Wednesday, November 2, 2016
*And now, a word from our sponsors* Advertising is a vital asset of media because it is essentially how we receive information regarding products, events, programs, etc. However, is the world of advertising evolving? And if so, is the market still remaining ethical? Let’s take a deeper look into content marketing.
Native advertising is entering the mainstream and causing consumers to pay closer attention to and make greater attempts to understand it. Content marketing (also known as native advertising) is defined by the Content Marketing Institute as “the marketing and business process for creating and distributing relevant and valuable content to attract, acquire and engage a clearly defined and understood target audience- with the objective of driving profitable consumer action.” However, the definition of content marketing can vary based on who you’re asking.
The answer is yes, if executed correctly. The reason being because journalists push content. And when this happens, it brings in some sort of revenue for all parties involved. Journalists need content and ways to push it, which allows us to convey messages on behalf of our clients and they then get their message out. Therefore, it can be valuable for both parties involved, but you cannot allow other firms to directly publish to your site, being that could cause damage to the contract between consumers and media organizations.

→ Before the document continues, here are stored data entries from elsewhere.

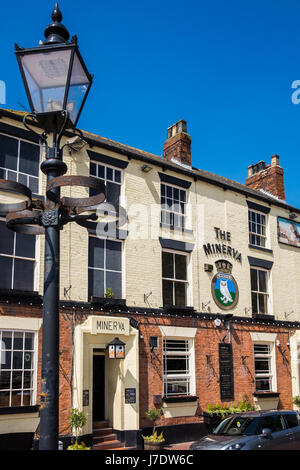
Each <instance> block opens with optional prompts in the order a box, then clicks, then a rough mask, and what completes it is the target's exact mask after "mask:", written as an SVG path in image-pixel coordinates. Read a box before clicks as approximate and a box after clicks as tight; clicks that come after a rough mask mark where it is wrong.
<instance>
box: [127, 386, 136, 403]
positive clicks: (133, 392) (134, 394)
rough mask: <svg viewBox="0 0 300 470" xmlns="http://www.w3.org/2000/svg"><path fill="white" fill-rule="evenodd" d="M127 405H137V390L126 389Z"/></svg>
mask: <svg viewBox="0 0 300 470" xmlns="http://www.w3.org/2000/svg"><path fill="white" fill-rule="evenodd" d="M125 403H136V389H135V388H125Z"/></svg>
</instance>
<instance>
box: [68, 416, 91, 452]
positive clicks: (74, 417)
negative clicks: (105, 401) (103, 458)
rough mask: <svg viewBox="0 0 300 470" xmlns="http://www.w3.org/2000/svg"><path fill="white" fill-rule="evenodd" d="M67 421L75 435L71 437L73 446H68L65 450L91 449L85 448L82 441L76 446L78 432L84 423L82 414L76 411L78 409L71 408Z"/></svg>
mask: <svg viewBox="0 0 300 470" xmlns="http://www.w3.org/2000/svg"><path fill="white" fill-rule="evenodd" d="M69 420H70V426H71V429H72V431H74V434H75V435H73V444H72V445H70V446H68V449H67V450H90V449H91V448H90V447H87V446H86V445H85V443H84V442H83V441H82V442H80V443H79V444H78V435H79V430H80V429H82V428H83V426H84V425H85V423H86V416H85V414H84V412H83V411H80V410H78V408H72V409H71V413H70V417H69ZM74 440H75V442H74Z"/></svg>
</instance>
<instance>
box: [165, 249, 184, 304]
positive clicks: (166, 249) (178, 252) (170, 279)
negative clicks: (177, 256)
mask: <svg viewBox="0 0 300 470" xmlns="http://www.w3.org/2000/svg"><path fill="white" fill-rule="evenodd" d="M163 253H172V254H173V255H181V256H185V258H186V277H187V279H186V280H183V279H176V278H168V277H163V275H162V301H163V299H164V291H163V281H170V282H172V283H173V303H172V305H175V288H174V284H175V282H180V283H184V284H185V297H186V299H185V301H186V302H185V303H186V306H187V305H189V301H190V272H189V271H190V256H189V254H188V253H185V252H183V251H174V250H169V249H167V248H164V249H163V250H162V256H163ZM173 267H174V275H175V256H174V257H173ZM162 268H163V267H162ZM162 274H163V273H162Z"/></svg>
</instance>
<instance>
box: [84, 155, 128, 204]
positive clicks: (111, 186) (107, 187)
mask: <svg viewBox="0 0 300 470" xmlns="http://www.w3.org/2000/svg"><path fill="white" fill-rule="evenodd" d="M90 174H91V176H96V177H97V178H100V179H101V180H102V181H103V182H104V184H105V186H106V201H107V202H111V203H116V204H117V205H120V193H121V184H122V173H121V171H120V170H118V169H117V168H113V167H110V166H106V165H103V164H101V163H96V162H92V161H91V162H90ZM94 194H96V192H95V191H93V190H91V195H92V196H93V195H94Z"/></svg>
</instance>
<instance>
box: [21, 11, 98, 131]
mask: <svg viewBox="0 0 300 470" xmlns="http://www.w3.org/2000/svg"><path fill="white" fill-rule="evenodd" d="M52 19H53V23H52V24H51V25H49V26H48V27H47V28H46V30H45V36H46V40H45V41H44V43H43V44H42V45H40V46H38V47H35V48H31V49H24V48H20V47H19V46H18V45H16V56H17V60H18V64H19V68H20V71H21V75H22V78H23V82H24V86H25V90H26V94H27V98H28V101H29V105H30V109H31V112H32V113H33V114H38V115H41V114H45V117H47V113H55V112H62V111H67V112H68V118H69V121H70V122H69V126H71V127H76V125H77V122H78V119H79V116H80V113H81V110H82V107H83V105H84V102H85V100H86V97H87V95H88V92H89V90H90V87H91V85H92V76H91V75H90V74H89V72H88V70H87V68H86V66H85V63H84V61H83V59H82V57H81V54H80V52H79V49H78V45H77V38H76V36H74V37H73V38H72V39H71V41H70V42H67V40H68V38H69V33H68V31H67V30H66V28H65V27H64V26H63V25H62V24H61V23H60V22H61V19H62V15H61V12H60V10H59V7H58V4H56V5H55V9H54V11H53V13H52Z"/></svg>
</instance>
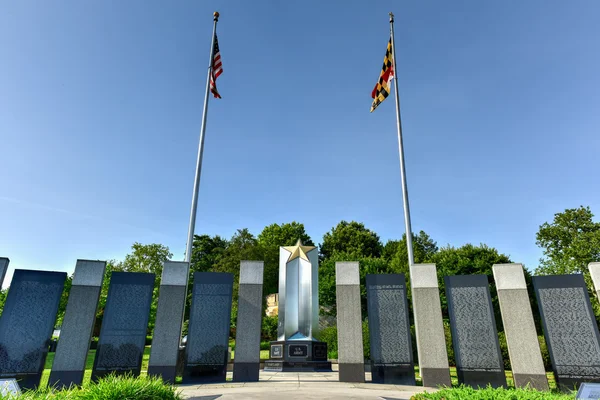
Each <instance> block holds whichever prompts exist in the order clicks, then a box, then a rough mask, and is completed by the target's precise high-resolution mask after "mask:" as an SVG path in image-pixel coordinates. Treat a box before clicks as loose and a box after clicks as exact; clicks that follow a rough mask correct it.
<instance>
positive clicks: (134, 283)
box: [92, 272, 154, 380]
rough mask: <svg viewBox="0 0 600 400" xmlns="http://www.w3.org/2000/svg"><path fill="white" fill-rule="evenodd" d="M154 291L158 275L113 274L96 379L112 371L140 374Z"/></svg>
mask: <svg viewBox="0 0 600 400" xmlns="http://www.w3.org/2000/svg"><path fill="white" fill-rule="evenodd" d="M153 290H154V274H149V273H143V272H113V273H112V274H111V278H110V286H109V288H108V297H107V299H106V307H105V309H104V317H103V318H102V328H101V330H100V337H99V339H98V348H97V350H96V358H95V360H94V368H93V370H92V380H97V379H98V378H100V377H102V376H104V375H107V374H109V373H111V372H115V373H116V374H125V373H131V374H133V375H134V376H137V375H139V374H140V369H141V367H142V356H143V355H144V345H145V342H146V333H147V329H148V317H149V315H150V304H151V303H152V292H153Z"/></svg>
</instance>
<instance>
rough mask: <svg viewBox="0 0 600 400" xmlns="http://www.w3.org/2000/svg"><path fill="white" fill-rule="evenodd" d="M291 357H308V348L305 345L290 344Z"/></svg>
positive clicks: (290, 355)
mask: <svg viewBox="0 0 600 400" xmlns="http://www.w3.org/2000/svg"><path fill="white" fill-rule="evenodd" d="M288 352H289V354H288V356H289V357H306V356H307V355H308V346H307V345H305V344H290V345H289V347H288Z"/></svg>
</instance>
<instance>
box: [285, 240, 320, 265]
mask: <svg viewBox="0 0 600 400" xmlns="http://www.w3.org/2000/svg"><path fill="white" fill-rule="evenodd" d="M283 248H284V249H286V250H287V251H289V252H290V256H289V257H288V260H287V262H290V261H292V260H295V259H296V258H298V257H300V258H302V259H304V260H306V261H310V260H309V259H308V256H307V255H306V253H308V252H309V251H311V250H314V249H316V246H302V241H300V239H298V242H296V245H295V246H284V247H283Z"/></svg>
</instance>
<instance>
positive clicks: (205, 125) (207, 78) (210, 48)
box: [185, 11, 219, 262]
mask: <svg viewBox="0 0 600 400" xmlns="http://www.w3.org/2000/svg"><path fill="white" fill-rule="evenodd" d="M213 16H214V18H213V21H214V24H213V37H212V40H211V42H210V58H209V59H208V60H209V61H208V74H207V76H206V93H205V94H204V109H203V111H202V126H201V127H200V143H199V144H198V160H197V162H196V177H195V180H194V194H193V195H192V211H191V213H190V226H189V228H188V241H187V249H186V251H185V261H186V262H190V260H191V259H192V245H193V244H194V228H195V227H196V210H197V208H198V189H199V188H200V174H201V172H202V154H203V153H204V132H205V130H206V113H207V111H208V94H209V92H210V77H211V75H212V64H213V56H214V54H213V53H214V49H215V36H216V34H217V21H218V20H219V13H218V12H216V11H215V13H214V14H213Z"/></svg>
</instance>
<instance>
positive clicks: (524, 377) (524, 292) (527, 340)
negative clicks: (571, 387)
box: [493, 264, 549, 390]
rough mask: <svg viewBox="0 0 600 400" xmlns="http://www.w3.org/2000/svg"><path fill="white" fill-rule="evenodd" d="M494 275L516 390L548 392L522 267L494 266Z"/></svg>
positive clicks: (532, 316)
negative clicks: (517, 389)
mask: <svg viewBox="0 0 600 400" xmlns="http://www.w3.org/2000/svg"><path fill="white" fill-rule="evenodd" d="M493 271H494V280H495V281H496V290H497V291H498V301H499V303H500V311H501V312H502V325H503V326H504V333H505V335H506V343H507V345H508V354H509V356H510V365H511V369H512V374H513V379H514V382H515V386H516V387H523V388H524V387H527V386H529V387H531V388H533V389H537V390H549V387H548V379H547V378H546V370H545V369H544V361H543V359H542V353H541V351H540V344H539V342H538V338H537V333H536V330H535V323H534V321H533V314H532V312H531V304H530V302H529V294H528V293H527V285H526V284H525V275H524V274H523V266H522V265H521V264H495V265H494V266H493Z"/></svg>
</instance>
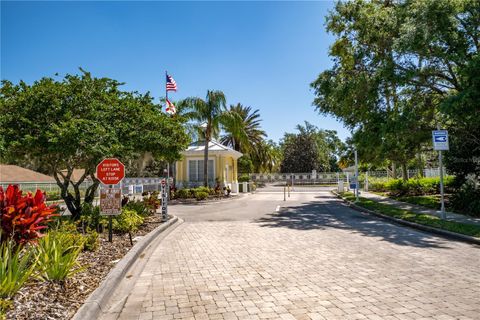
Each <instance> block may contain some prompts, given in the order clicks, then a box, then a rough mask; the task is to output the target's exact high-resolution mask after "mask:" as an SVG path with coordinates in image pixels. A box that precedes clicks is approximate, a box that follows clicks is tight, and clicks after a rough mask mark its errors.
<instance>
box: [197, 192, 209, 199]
mask: <svg viewBox="0 0 480 320" xmlns="http://www.w3.org/2000/svg"><path fill="white" fill-rule="evenodd" d="M195 198H196V199H197V200H198V201H200V200H205V199H207V198H208V193H207V192H205V191H196V192H195Z"/></svg>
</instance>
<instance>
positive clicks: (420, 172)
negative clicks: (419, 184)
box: [417, 151, 424, 178]
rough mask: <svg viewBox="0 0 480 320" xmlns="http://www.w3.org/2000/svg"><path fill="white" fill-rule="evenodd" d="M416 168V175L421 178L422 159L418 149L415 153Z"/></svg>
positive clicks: (421, 175)
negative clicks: (415, 152)
mask: <svg viewBox="0 0 480 320" xmlns="http://www.w3.org/2000/svg"><path fill="white" fill-rule="evenodd" d="M417 170H418V176H419V177H421V178H423V177H424V174H423V161H422V153H421V151H418V153H417Z"/></svg>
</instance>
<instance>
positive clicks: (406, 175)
mask: <svg viewBox="0 0 480 320" xmlns="http://www.w3.org/2000/svg"><path fill="white" fill-rule="evenodd" d="M407 170H408V168H407V164H406V163H405V162H404V163H402V178H403V180H405V181H406V180H408V171H407Z"/></svg>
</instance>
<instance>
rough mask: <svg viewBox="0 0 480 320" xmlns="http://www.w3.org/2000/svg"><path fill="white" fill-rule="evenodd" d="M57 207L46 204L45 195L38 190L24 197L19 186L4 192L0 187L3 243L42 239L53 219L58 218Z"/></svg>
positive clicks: (24, 196) (30, 192)
mask: <svg viewBox="0 0 480 320" xmlns="http://www.w3.org/2000/svg"><path fill="white" fill-rule="evenodd" d="M56 211H57V206H56V205H50V206H47V205H46V204H45V194H44V193H43V192H42V191H40V190H37V192H36V193H35V196H33V195H32V193H31V192H28V193H27V194H26V195H22V191H21V190H20V188H19V187H18V185H9V186H8V187H7V191H6V192H4V191H3V188H2V187H1V186H0V228H1V231H2V232H1V233H0V234H1V239H0V240H1V241H6V240H7V239H13V240H14V241H15V242H16V243H17V244H23V243H27V242H35V241H36V240H37V239H38V238H40V237H42V236H43V234H42V233H41V230H43V229H45V228H47V223H48V222H50V221H52V217H55V216H58V214H56V213H55V212H56Z"/></svg>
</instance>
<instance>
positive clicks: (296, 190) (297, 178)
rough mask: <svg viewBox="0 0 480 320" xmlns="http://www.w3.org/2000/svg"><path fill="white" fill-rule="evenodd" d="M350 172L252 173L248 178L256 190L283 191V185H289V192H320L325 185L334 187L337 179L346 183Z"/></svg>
mask: <svg viewBox="0 0 480 320" xmlns="http://www.w3.org/2000/svg"><path fill="white" fill-rule="evenodd" d="M351 176H352V174H351V173H348V172H347V173H345V172H320V173H315V172H313V173H270V174H269V173H253V174H250V180H251V181H253V182H254V183H255V184H256V185H257V192H283V187H285V186H288V187H290V191H291V192H320V191H325V187H331V188H335V187H336V186H337V185H338V183H339V181H343V182H344V185H347V184H348V181H349V179H350V178H351Z"/></svg>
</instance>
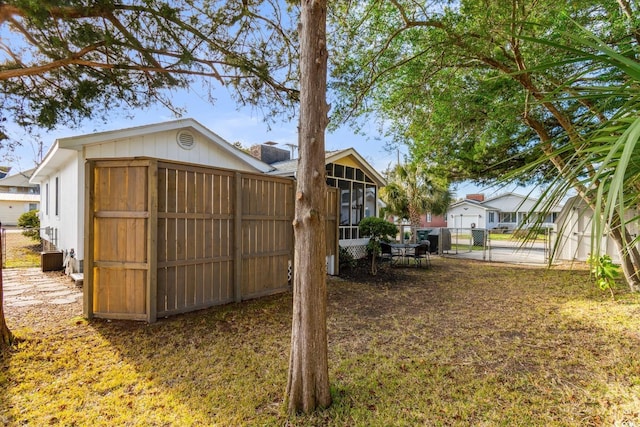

Joe McCambley is quoted as saying “It is a very slippery slope and could kill journalism if publishers aren’t careful.” The logic behind this being that publishers could potentially build a revenue ledge and confusion within the organizations could cause the credibility of the publisher to diminish.
Native advertising is spreading vastly as publishers and marketers look to find ways to engage readers with online ads. The banner ads and small pixelated boxes in the corner don’t make the cut any longer. They’re often glanced at, then exited out of. Content marketing will essentially push these brands, and in a new way. However, one thing to remember in journalism is that transparency is key and that because there is a question of trust between publishers and readers, credibility is everything.
One thing you should always maintain is the notion that the reader always comes first. Just like the customer is always right, right? The American Association of Magazine Editors (AMSE) released guidelines regarding native advertising. Some of these including: do not trade editorial coverage for advertising, differentiate editorial content and advertising and to avoid conflicts of interest. There is also a suggestion made to utilize the term “sponsored content,” being that it can help separate from native ads, which are usually designed to mimic a site’s editorial content.
The PRSA also provides us with five simple guidelines for us to abide by: disclosure, allow for real reader comments, don’t let it become a substitute for earned media, keep content current and respect the non-porous organizational divide. It is very important that the content you’re pushing reflects those values of that publication. Media is constantly changing, and it is important that we change along with it.